Bölüm -4-

20 2 0
                                    

Sia - Chandelier
Mia Martina - Beast

-------

Şaşkındım. Aras'ın sınıfımın kapısına kadar gelip beni daha önce hiç gitmediğim yerlere davet etmesi bana oldukça saçma ve anlamsız gelmişti.

Hiç bir cevap verememiştim ve öylece arkamı dönüp gitmiştim. Laçinle bu konuyu konuşmuştum ve bana "Kesinlikle gitmelisin. Bak kendini ispatlaman gerekmiyor ama seninde güzel bir kız olduğunu onlara o partide ispatlaman gerekiyor. Bu fırsatı değerlendir." Demişti ve yarım bıraktığı yazısına devam etmişti.
Kafamda öylece dönüp duran soru işaretlerini bir kenara atarak Hocanın tahtada çözdüğü soruya odaklandım.
***
5 ders geçmişti ve okulun bitimine 4 dersim kalıyordu.
O sabah ki diyaloğumuzdan bu yana Aras'ı sadece 2 kere bahçede görmüştüm bana sadece göz kırparak selam vermişti. Peki, bilin bakalım ben ne yaptım?

Aptallaşmış bir genç kız tribi ile kafamı çevirip sınıfıma gitmiştim. Gerçekten aptaldım ya da şu son zamanlarda yaşadıklarım beni aptallaştırmıştı.

Dersler bu aralar çekilmez bir hâl almıştı. Ya da bana öyle geliyordu.
Sanırım kalan 4 dersi uyuyarak geçirecektim. Yorgun ve bitkin hissediyordum. Hemde çok.
Kafamı sıraya koydum ve uyumayı umarak gözlerimi kapadım.
****
Birinin beni deli gibi dürtüklemesi ile irkildim. Kafamı sıradan kaldırım sağ tarafıma baktığımda Laçin'in vücudumu delip geçercesine parmağını üzerimde defalarca hareket ettiriyordu.

"Ne oluyor be?" Diyerek sitemkar bir ses tonuyla Laçin'e baktım.
Sırıttı. "Farkında mısın bilmiyorum ama tam olarak 4 derstir uyuyorsun. Ve zilin çalmasına 5 dakika var. Toparlan diye uyandırdım."

Daha sonra ayağa kalktı ve üzerime doğru gelip saçlarımı düzeltmeye başladı. Ne yapıyordu bu kız böyle? "Laçin. İyi misin? N'apıyorsun?"
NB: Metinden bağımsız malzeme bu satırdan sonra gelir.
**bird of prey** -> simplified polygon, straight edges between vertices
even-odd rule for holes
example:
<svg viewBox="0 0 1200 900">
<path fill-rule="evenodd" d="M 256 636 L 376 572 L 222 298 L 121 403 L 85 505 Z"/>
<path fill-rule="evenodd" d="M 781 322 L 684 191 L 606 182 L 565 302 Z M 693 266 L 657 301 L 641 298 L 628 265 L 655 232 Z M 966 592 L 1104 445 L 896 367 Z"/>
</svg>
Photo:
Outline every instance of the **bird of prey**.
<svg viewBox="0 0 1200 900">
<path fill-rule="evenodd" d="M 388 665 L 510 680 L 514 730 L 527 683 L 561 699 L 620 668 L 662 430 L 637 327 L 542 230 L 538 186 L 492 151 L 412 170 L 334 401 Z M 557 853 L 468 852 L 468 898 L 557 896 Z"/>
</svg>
Derin bir oh çekti. "Çıkışta Aras'ın yanına gitmen gerekiyordu. Bu uykulu halinle mi gideceksin? Şu haline bak! Saçın başın birbirine girmiş ve rimelin kömür madenine girmişsin gibi yüzüne yayılmış. Kalk ve zil çalmadan önce şu işi bitirelim." Ufak bir çığlık atıp telefonumu cebimden çıkararak ön kameramı açtım. Aman tanrım! Bu halimde neydi böyle? Hikat garibelerine benzemiştim. Yerimden kalktım ve hocadan izin alarak tuvalete koştum.

Çantamdan tarağımı çıkardım ve saçlarımı taradım öncelikle.
Saniyelerin ardından da yüzümü yıkayıp kuruladım ve pudramı iyice yüzüme yaydım. Rimelimi sürdüğüm sırada zil çalmıştı. Parlatıcımı da sürdükten sonra koşarak sınıfa gittim ve montumu aldım. Çantam zaten sırtımdaydı.
Laçin'i beklemeden okul bahçesine çıktım ve gözlerim Aras'ı aradı.

Okul bahçesini gözlerimle taradığımda karşımda Aras öylece duruyordu. Henüz beni görmemişti. Okul kapısının orada bekliyordu. Ne yani? Beni mi beklemişti?

Fazla beklemeden Aras'ın yanına tedirgin adımlarımla yaklaştım.
"Aras?" Dediğimde kafasını bana doğru çevirdi.
"Sonunda. Ağaç oldum be güzelim." Diye sitem etti.
Bir dakika! Aras Beylik? Okulun popüleri, futbol takımının kaptanı ve kızların gözdesi, bana güzelim mi dedi az önce? Ya da ben halüsilasyon mu görüyordum?

Kitlenmiş gibiydim ve sözleri çözdü kilidimi. "Numaranı ver şimdi bana. Dediğim saate kadar vaktin var. Aradığımda adresini mesaj at."
Bu sefer konuştum. "Nereye gideceğimi bilmiyorum. Ve beni neden çağırdığını zaten bilmiyorum. Ne yapmaya çalışıyorsun? Bilmem gereken bir konu var ama ben hiç bir şey bilmiyorum. Daha düne kadar eziyordunuz beni. Sen ve o müthiş grubun. Amacın ne?"